Nie o to w końcu chodzi, czy się nie mylił, czy raczej przedtem nie trawiła Rosji śmiertelna choroba, czy stokroć straszliwsze nie były jej boleści tajone, jej skowyty zagłuszane skutecznie przez marsze triumfalne, czy z obecnych udręk nie ma większej szansy podnieść się uzdrowiona i próbująca smaku godniejszego niż dawniej życia. (Chociaż podobnie - jako ginącą, skazaną, zepchniętą w przepaść - widzieli Rosję dzisiejszą różni moi moskiewscy rozmówcy, zdarzało się, że i tacy, którzy w tamtej, "potężnej", zaznali potworności nieporównywalnych z jakąkolwiek niedolą dzisiaj...). Nie o rację wszakże chodzi w widzeniu świata przez człowieka na ostatniej krawędzi (czy to w ogóle możliwe?), lecz o miłosierdzie, o współczucie, do którego był zdolny w tym momencie wobec innego wyjącego z bólu człowieka i wobec ziemi, którą miał za chwilę opuścić.

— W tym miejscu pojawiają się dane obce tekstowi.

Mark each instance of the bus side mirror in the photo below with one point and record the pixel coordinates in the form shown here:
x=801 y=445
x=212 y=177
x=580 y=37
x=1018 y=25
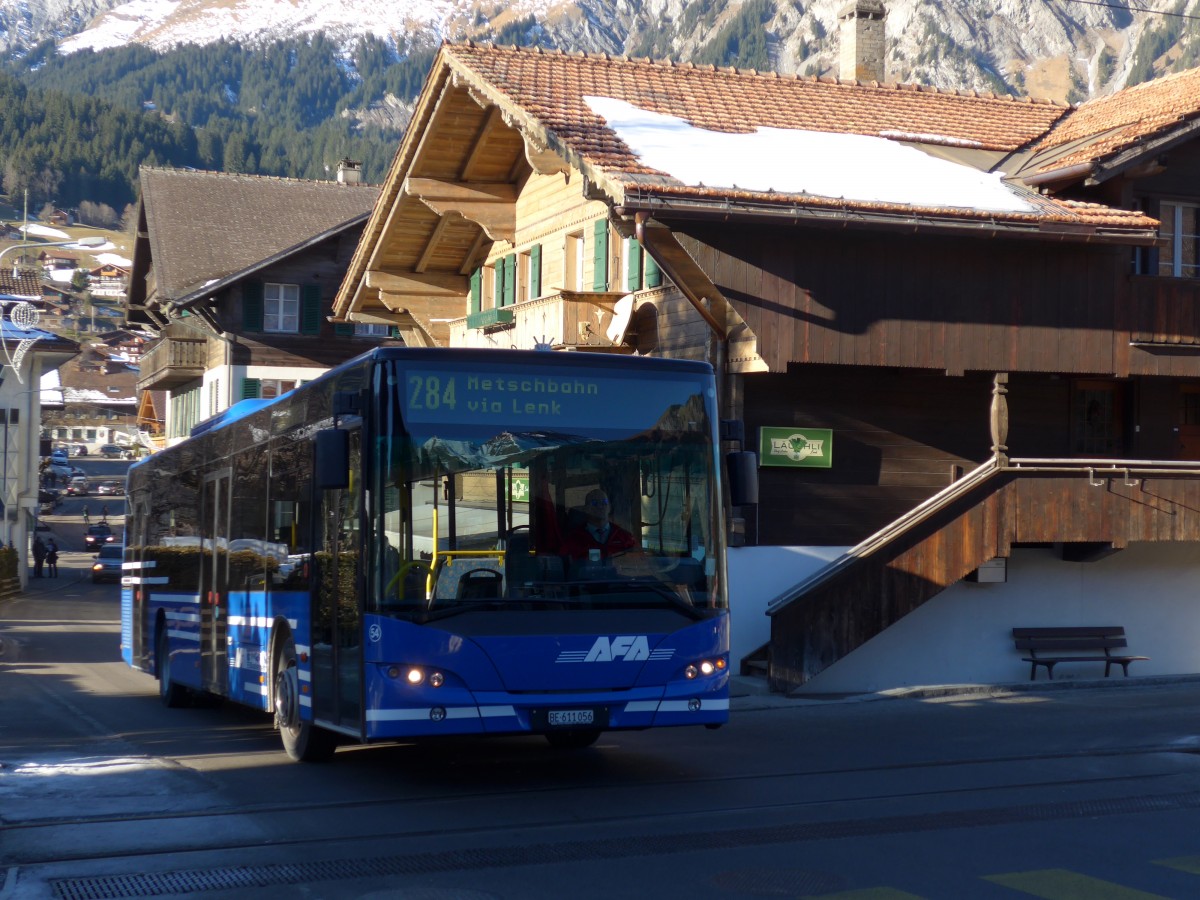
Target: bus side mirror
x=743 y=468
x=333 y=463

Z cytowanego już pożegnalnego wiersza: "Kraju, który mnie przyjmie, z tego miejsca nie widać. Kogokolwiek skrzywdziłem, proszę dzisiaj każdego: wybacz!" I ostatnie linijki innego, w którym najpierw wyznawał, że zrzucił był ze znużonego grzbietu "jedyny swój krzyż" i porąbał na drwa: "Jeszcze ciężej bez krzyża. Jeszcze trudniej ponieść ten ból..."

Nie przestaję więc myśleć o Robercie Rożdiestwienskim, widzę jego twarz z łakomymi wargami dużego dziecka, w uszach mam strofy wierszy, tych sprzed lat i ostatnich, i z nim, z jego umieraniem, z wierszami, z którymi tłumacząc je obcuję najbliżej jak mogę (co za gorzka namiastka dawno utraconej żywej bliskości), kojarzy mi się nieoczekiwanie tyle teraźniejszych przypadków, spotkań, widoków, głosów...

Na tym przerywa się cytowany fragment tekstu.